Por meio de nota, a Seduc se manifestou sobre a situação:
"Os equipamentos de proteção individual (EPIs) e materiais de higienização são obrigatórios para o retorno das aulas presenciais e adequação aos protocolos sanitários estabelecidos na portaria conjunta 01/2020 publicada por Seduc e SES. Desde o período de convocação dos professores para a preparação do retorno das aulas presenciais, iniciado no dia 5 de outubro, as escolas realizam a aquisição de materiais para esse período, por meio da Autonomia Financeira (valor que é repassado mensalmente às direções das instituições de ensino do Estado).
Desta maneira, as escolas puderam adquirir máscaras, álcool em gel e produtos de limpeza, por exemplo, de modo a garantir a segurança de professores e equipes diretivas enquanto a entrega dos materiais comprados pelo Estado está em curso.
Os EPIs e materiais de higienização que serão utilizados por alunos e professores, ao longo das aulas presenciais, foram adquiridos pelo Estado em um investimento de R$15,3 milhões e estão em processo de entrega com previsão de finalização em todas as escolas até a metade do mês de novembro.

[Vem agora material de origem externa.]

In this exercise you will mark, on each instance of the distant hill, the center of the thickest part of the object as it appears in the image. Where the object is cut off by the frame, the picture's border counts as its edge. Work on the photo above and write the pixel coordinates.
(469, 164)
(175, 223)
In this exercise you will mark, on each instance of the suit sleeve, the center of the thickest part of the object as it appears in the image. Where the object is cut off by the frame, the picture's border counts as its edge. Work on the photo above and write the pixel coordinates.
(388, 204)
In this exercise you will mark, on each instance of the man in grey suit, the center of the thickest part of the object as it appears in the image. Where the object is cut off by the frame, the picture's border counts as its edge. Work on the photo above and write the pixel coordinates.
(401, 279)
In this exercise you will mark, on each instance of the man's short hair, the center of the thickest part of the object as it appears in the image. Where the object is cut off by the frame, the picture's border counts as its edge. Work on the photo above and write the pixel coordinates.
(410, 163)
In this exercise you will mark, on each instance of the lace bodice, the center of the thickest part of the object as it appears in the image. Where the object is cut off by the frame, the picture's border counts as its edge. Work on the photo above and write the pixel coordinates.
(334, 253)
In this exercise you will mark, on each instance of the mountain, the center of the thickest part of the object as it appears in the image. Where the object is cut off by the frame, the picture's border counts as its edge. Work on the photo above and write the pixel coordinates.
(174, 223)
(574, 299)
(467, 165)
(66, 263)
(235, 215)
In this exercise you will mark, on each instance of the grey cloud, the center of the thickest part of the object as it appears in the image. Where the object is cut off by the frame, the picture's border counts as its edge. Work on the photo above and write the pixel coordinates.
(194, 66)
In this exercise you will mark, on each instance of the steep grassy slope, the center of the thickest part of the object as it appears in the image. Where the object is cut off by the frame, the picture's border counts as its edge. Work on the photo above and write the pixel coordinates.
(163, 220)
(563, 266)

Além disso, para o retorno das aulas presenciais, o Estado irá dispor de um investimento extra na ordem de R$ 270 milhões ao todo para aprendizagem, capacitação, aquisição de equipamentos de proteção e materiais de desinfecção e contratação de professores e profissionais de apoio (serventes e merendeiras). Sobre a contratação de profissionais, a Seduc orienta as escolas para que solicitem junto à respectiva Coordenadoria Regional de Ensino as necessidades de RH para reposição.

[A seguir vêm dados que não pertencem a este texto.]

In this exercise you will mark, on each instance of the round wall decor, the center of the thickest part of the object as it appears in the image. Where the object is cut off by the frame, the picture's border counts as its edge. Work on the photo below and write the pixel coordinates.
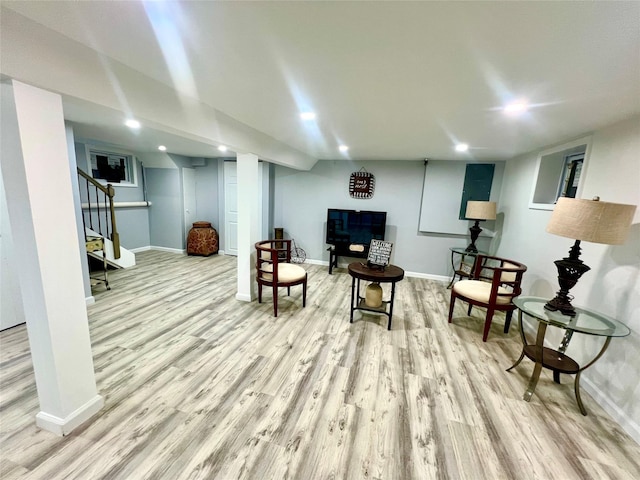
(362, 184)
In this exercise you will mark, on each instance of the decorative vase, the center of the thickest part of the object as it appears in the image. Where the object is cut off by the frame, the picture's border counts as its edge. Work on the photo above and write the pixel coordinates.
(373, 295)
(202, 239)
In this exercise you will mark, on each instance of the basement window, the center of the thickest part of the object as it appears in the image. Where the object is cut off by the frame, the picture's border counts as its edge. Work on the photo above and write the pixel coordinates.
(559, 174)
(112, 166)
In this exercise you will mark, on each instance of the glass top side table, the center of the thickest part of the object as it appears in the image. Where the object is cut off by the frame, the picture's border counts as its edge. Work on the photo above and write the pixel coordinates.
(585, 321)
(465, 268)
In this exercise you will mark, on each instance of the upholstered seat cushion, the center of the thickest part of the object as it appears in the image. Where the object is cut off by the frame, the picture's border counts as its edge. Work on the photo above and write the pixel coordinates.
(480, 291)
(287, 273)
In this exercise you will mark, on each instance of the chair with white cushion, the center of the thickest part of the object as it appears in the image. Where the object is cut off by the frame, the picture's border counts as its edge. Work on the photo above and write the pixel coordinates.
(494, 283)
(274, 269)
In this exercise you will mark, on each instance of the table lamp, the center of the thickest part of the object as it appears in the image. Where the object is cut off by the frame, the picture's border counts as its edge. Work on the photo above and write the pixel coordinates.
(478, 211)
(591, 221)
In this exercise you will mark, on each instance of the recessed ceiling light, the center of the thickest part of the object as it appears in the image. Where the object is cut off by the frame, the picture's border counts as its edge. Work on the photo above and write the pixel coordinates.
(516, 108)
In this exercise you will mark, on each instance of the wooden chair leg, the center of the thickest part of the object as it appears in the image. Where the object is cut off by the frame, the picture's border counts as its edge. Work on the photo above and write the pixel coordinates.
(451, 305)
(507, 321)
(304, 293)
(487, 324)
(275, 300)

Ainda, a Seduc reforça que as instituições de ensino da Rede Estadual, localizadas em cidades com decretos que proíbem aulas presenciais, devem estar abertas em regime de plantão, com revezamento de servidores, para que possam receber os EPIs e materiais de higienização e atender os alunos sem acesso à internet.
No total, até o momento, são 185 municípios gaúchos que possuem decretos que proíbem as aulas presenciais.

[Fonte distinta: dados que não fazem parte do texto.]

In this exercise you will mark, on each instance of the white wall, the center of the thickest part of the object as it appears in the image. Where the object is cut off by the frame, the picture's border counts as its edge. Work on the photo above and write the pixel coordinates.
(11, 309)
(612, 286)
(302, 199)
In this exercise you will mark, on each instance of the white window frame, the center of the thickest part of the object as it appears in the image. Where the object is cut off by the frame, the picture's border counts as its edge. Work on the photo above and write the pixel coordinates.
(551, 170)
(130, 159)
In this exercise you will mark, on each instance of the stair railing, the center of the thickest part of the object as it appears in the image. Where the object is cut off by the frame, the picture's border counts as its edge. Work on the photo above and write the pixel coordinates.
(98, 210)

A Secretaria Estadual da Educação reforça que as escolas que não tiverem recebido os Equipamentos de Proteção Individual (EPIs) e itens de higienização, não estiverem adaptadas aos protocolos sanitários, e que não tenham seu Planos de Contingência previamente elaborados juntamente aos Centros de Operações de Emergência em Saúde para a Educação (COEs), não terão a abertura autorizada para recebimento dos estudantes para aulas presenciais e permanecerão no ensino remoto
Todos os protocolos e práticas a serem adotados para o retorno presencial das aulas foram publicados na portaria conjunta da Seduc e Secretaria Estadual da Saúde (Nº01/2020). A medida estabelece a criação de Centros de Operações de Emergência em Saúde para a Educação (COEs) nas instituições de ensino da Rede Estadual. Estes são responsáveis pelo monitoramento dos estudantes, professores e servidores no ambiente escolar.
A estrutura é constituída por: COE Local (na escola), o COE Municipal (ampliado com a Saúde), COE Regional (ampliado com a Saúde) e COE Estadual.
Sobre a constituição dos Centros de Operação em Emergência (COEs) nas escolas estaduais, 2.267 instituições de ensino já tiveram as devidas documentações publicadas em Diário Oficial."